If you are planning to ride your bike from Point A to Point B, you’ll need to know how to get there. If you’re riding to Grandma’s house, you probably already know the way but otherwise – you’ll need some kind of map to help you out.
Many people new to bicycle touring get caught up on this aspect of touring – they think they need some kind of special map and that planning their route needs to be based on some kind of special cycling routes. Nothing could be farther from the truth. All you really need is a regular, plain ol’ state map.
I’ve toured in something like 25 countries in the past 30 years have never used anything more complicated than a standard road map. We look for back roads whenever possible and talk to local people to get their opinion. This method is perfectly adequate and many times provides far superior paths as local people tend to know what is around their area.
Another option that many cyclists enjoy is using special bike touring maps created by Adventure Cycling. These maps are very detailed and include all the information a bike tourist might need – including where you’ll find grocery stores and bike shops. Adventure Cycling has designed routes through many parts of the USA – if you plan to go where they have a route, you may decide to take advantage of their knowledge.

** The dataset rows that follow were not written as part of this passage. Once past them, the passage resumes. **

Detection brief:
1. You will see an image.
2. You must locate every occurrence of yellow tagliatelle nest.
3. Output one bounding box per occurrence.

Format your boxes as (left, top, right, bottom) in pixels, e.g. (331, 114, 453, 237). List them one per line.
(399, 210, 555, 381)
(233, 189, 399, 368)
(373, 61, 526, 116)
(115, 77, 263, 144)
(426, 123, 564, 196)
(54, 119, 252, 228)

Google Maps has a feature to identify bike routes. You can plug in where you want to start and where you hope to end up, and they will come up with a route for you. The route is based on little-used roads and is a promising resource. There will still be problems with the route, but it’s a good starting place.
The high-tech way of finding your way around is to use a GPS. Many cyclists are finding they enjoy having the GPS for ease of navigation and also to have a record of their day afterward – including an elevation profile. Bicycle tourists have been finding their way around the world for many decades without this technology, so don’t think it is critical – if you have one anyway, use it. Otherwise, your paper maps will be just fine. In fact, you will want paper maps with you even if you have a GPS so that you can get the big picture.